Hypoproteinemia With or Without Edema:  Unless the underlying pathology responsible for the hypoproteinemia can be corrected, the i.v. administration of albumin (human) 25% must be considered purely symptomatic or supportive (see Indications, Situations in which albumin administration is not  warranted). The usual daily dose of albumin for adults is 50to 75g and for children 25g. Patients with severe hypoproteinemia who continue to lose albumin may require larger quantities. Since hypoproteinemic patients usually have approximately normal blood volumes, the rate of administration of albumin (human) 25% should not exceed 2mL/min, as more rapid injection may precipitate circulatory embarrassment and pulmonary edema.

Other dosage recommendations are given under Indications.

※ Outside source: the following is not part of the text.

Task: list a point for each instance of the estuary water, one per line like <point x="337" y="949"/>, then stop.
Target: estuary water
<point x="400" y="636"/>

Preparation for Administration:  Remove seal to expose stopper. Always swab stopper top immediately with a suitable antiseptic prior to entering vial.

Parenteral drug products should be inspected visually for particulate matter and discoloration prior to administration, whenever solution and container permit.

Supplied / Packaging
 Each vial of sterile, aqueous solution for i.v. administration contains albumin (human) 25%, USP: 5g (in 20mL), 12.5g (in 50mL), 25g (in 100mL). The solution also contains sodium caprylate 0.02M and acetyltryptophan 0.02M and is buffered with sodium carbonate. Preservative-free. Vials of20, 50 and 100mL.

Each vial is heat-treated at60°C for 10hours against the possibility of transmitting the hepatitis viruses.

Store at room temperature not exceeding30°C. Do not use after expiration date. Do not freeze.